The year following the departure of Pompey for the East was rendered noteworthy by the breaking out of a conspiracy that will never be forgotten so long as the writings of Cicero and Sallust remain. These were times of treasons, stratagems, and greed for spoils. Vice and immorality were rampant, and among the vicious and debased none had fallen lower than Lucius Sergius Catiline, a ferocious man of powerful body and strong mind, who first appears as a partisan of Sulla and an active agent in his proscription. All his powers were perverted to evil, and when to his natural viciousness there was added the intensity of disappointed political ambition, he was ready to plunge his country into the most desperate strife to gratify his hate. He stands for the worst vices of this wretched age. He had been a provincial governor, and in Africa had perpetrated all the crimes that Cicero could impute to a Verres, and thus had proclaimed himself a villain of the deepest dye, both abroad and at home.

Gathering about him the profligate nobles and the criminals who had nothing to lose and every thing to gain by revolution, Catiline plotted to murder the consuls and seize the government; but his attempt was foiled, and he waited for a more favorable opportunity. Two years later he was defeated by Cicero as candidate for the consulship, and the plot was renewed, it being then determined to add the burning of the city to the other atrocities contemplated. Cicero discovered the scheme, and unveiled its horrid details in four orations; but again the miserable being was permitted to escape justice. He was present and listened in rage to the invective of Cicero until he could bear it no longer, and then rushed wildly out and joined his armed adherents, an open enemy of the state. His plot failed in the city through imprudence of the conspirators and the skill of Cicero, and he himself fled, hoping to reach Gaul. He was, however, hemmed in by the Roman army and killed in a battle. Catiline's head was sent to Rome to assure the government that he was no more. Cicero, who had caused nine of the conspirators to be put to death, [Footnote: Under Roman law no citizen could legally be put to death except by the sanction of the Comitia Curiata, the sovereign assembly of the people, though it often happened that the regulation was ignored. If nobody dared or cared to object, no notice was taken of the irregularity, but we shall see that Cicero paid dearly for his action at this time.] now laid down his consular authority amid the plaudits of the people, who, under the lead of Cato and Catulus, hailed him as the Father of his Country.

Cicero was apparently spoiled by his success. Carried away by his own oratorical ability, he too often reminded the people in his long and eloquent speeches of the great deeds that he had done for the country. They cheered him as he spoke, but after this they never raised him to power again.

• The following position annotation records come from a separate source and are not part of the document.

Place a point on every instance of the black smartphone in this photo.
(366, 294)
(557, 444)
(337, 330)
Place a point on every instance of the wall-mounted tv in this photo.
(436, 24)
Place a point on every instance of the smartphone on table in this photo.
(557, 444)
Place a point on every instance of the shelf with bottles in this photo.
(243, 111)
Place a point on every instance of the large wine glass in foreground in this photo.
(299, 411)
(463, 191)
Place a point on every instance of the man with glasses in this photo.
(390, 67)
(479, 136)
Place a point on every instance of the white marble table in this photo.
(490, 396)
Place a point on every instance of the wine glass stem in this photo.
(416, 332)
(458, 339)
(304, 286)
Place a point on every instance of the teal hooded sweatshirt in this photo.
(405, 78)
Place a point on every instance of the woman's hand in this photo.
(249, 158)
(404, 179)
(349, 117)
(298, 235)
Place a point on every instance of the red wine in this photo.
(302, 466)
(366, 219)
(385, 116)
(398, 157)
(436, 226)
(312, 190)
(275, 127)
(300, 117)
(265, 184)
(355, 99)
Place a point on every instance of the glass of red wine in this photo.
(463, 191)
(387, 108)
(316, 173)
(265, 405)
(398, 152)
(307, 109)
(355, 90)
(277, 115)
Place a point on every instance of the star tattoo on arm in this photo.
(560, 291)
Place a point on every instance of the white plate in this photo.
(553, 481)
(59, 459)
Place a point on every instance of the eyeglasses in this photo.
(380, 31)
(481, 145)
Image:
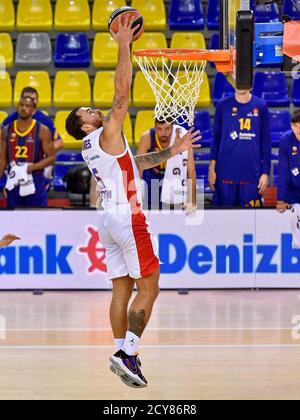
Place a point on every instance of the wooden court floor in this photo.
(205, 345)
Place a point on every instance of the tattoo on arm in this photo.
(137, 322)
(151, 160)
(118, 103)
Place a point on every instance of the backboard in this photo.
(236, 33)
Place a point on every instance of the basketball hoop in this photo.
(176, 76)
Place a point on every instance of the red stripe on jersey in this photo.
(149, 263)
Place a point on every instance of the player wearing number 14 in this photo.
(26, 149)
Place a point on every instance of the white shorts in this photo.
(131, 249)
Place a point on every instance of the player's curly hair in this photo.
(296, 117)
(74, 124)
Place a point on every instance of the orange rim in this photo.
(222, 58)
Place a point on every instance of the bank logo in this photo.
(95, 252)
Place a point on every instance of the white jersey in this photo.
(117, 177)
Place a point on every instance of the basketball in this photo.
(125, 12)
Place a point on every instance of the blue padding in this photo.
(72, 51)
(221, 88)
(272, 87)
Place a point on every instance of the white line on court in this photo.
(159, 346)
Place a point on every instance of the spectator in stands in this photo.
(171, 184)
(289, 167)
(24, 144)
(241, 151)
(37, 115)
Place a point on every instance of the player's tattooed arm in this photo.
(118, 104)
(137, 322)
(151, 160)
(181, 144)
(3, 158)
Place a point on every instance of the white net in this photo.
(176, 86)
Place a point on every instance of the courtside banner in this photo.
(223, 249)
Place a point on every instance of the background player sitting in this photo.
(26, 142)
(180, 168)
(241, 151)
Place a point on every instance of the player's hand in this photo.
(263, 184)
(8, 239)
(282, 207)
(212, 178)
(125, 32)
(182, 144)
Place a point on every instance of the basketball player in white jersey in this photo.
(131, 250)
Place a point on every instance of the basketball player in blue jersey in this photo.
(289, 167)
(131, 251)
(37, 115)
(26, 141)
(241, 151)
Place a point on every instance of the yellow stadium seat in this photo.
(204, 98)
(6, 90)
(71, 89)
(60, 125)
(3, 115)
(127, 127)
(40, 80)
(34, 15)
(144, 121)
(188, 40)
(72, 15)
(105, 51)
(154, 13)
(104, 88)
(7, 15)
(149, 41)
(6, 50)
(102, 10)
(143, 95)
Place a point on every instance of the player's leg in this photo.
(226, 194)
(122, 291)
(140, 253)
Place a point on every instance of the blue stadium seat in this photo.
(214, 45)
(296, 92)
(72, 51)
(64, 162)
(186, 15)
(213, 15)
(272, 87)
(280, 123)
(202, 123)
(266, 13)
(292, 8)
(221, 88)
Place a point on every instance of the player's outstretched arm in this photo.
(114, 120)
(8, 239)
(181, 144)
(48, 148)
(3, 159)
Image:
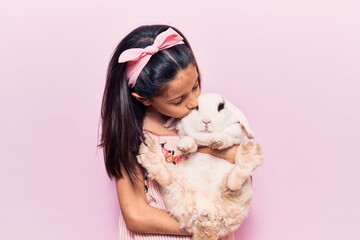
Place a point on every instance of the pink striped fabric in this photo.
(154, 197)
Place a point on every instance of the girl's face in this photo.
(180, 95)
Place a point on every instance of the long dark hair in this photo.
(122, 115)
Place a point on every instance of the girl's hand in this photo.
(228, 154)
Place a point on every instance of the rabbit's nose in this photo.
(206, 121)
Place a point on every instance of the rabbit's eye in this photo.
(221, 106)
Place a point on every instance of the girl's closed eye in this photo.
(178, 101)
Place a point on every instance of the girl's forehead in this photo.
(183, 82)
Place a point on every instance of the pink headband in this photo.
(137, 58)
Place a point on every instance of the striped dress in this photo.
(168, 144)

Just about this time a noble named Publius Clodius Pulcher, who was a demagogue of the worst moral character, in the pursuance of his base intrigues, committed an act of sacrilege by entering the house of Cæsar, disguised as a woman, during the celebration of the mysteries of the Bona Dea, to which men were never admitted. He was tried for the impiety, and, through the efforts of Cicero, was almost convicted, though he managed to escape by bribery. He was ever afterward a determined enemy of the great orator, and, by the aid of Pompey, Cæsar, and Crassus, finally succeeded in having him condemned for putting to death the Catilinian conspirators without due process of law. Cicero does not appear manly in the story of this affair. He left Rome, fearing to face the result; and after he had gone Clodius caused a bill to be passed by which he was declared a public enemy, and every citizen was forbidden to give him fire or water within four hundred miles of Rome (spring of 58). He found his way to Brundusium and thence to Greece, where he passed his time in the most unmanly wailings and gloomy forebodings. His property was confiscated, his rich house on the Palatine Hill and his villas being given over to plunder and destruction. Strange as it appears, Cicero was recalled the next year, and entered the city amid the hearty plaudits of the changeful people, though his self-respect was gone and his spirit broken.

Meantime, Cæsar had been quietly pushing himself to the front. He had returned from Spain, where he had been governor, at about the time that Pompey had returned from the East. He reconciled that great warrior to Crassus (called from his immense wealthDives, the rich), and with the two made a secret arrangement to control the government. This was known as theFirst Triumvirate[Footnote: Each of the three pledged himself not to speak nor to act except to subverse the common interest of all, though of course they were not sincere in their promises of mutual support.] or government of three men, though it was only a coalition, and did not strictly deserve the name given it (B.C. 60). Cæsar reaped the first-fruits of the league, as he intended, by securing the office of consul, through the assistance of his colleagues, whose influence proved irresistible.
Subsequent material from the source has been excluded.